Ever since I got “What’s Another Word For” up and running, it’s become a regular part of my process. I keep it open in a browser tab, and instead of turning to Google, I ask GPT for help finding words.

Maybe 30 seconds after writing a quick news post it got deleted

It sounds trivial, but it’s incredibly helpful for a person who constantly needs to remember how to avoid a relapse. Sure, I can keep Thesaurus.com open in a tab all the time, but it’s full of banner ads and annoyingly slow. It’s better to have my GPT open: no ads, and I can scroll to my previous query.

OpenAI wants to make it easier to create GPTs to argue that AI helps people do things. Custom GPT is a paid product available only to users of ChatGPT Plus, ChatGPT Team, and ChatGPT Enterprise. For now, access to custom GPTs through the GPT Store is free for paying customers, although OpenAI has said it will pay creators based on usage metrics. Not surprisingly, despite a few AI girlfriends and boyfriends, most of the apps I found solve productivity problems. (If I were inclined I could create a fiftieth version of the PDF summary.)

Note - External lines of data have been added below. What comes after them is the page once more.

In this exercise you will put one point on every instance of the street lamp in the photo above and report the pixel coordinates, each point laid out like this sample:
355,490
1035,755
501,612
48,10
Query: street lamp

Although I have become dependent on my GPT, it is the only tool I use. It’s also not fully integrated into my workflow, as the GPTs live in the ChatGPT Plus tab on my browser rather than in a program like Google Docs. And honestly, if I wasn’t already paying for ChatGPT Plus, I’d be happy to have alternative terms on Google. I don’t think I’ll be abandoning “What’s the other word for” any time soon, but unless another hot GPT idea comes to my mind, I’m still not sure what they’re good for – at least. In my job.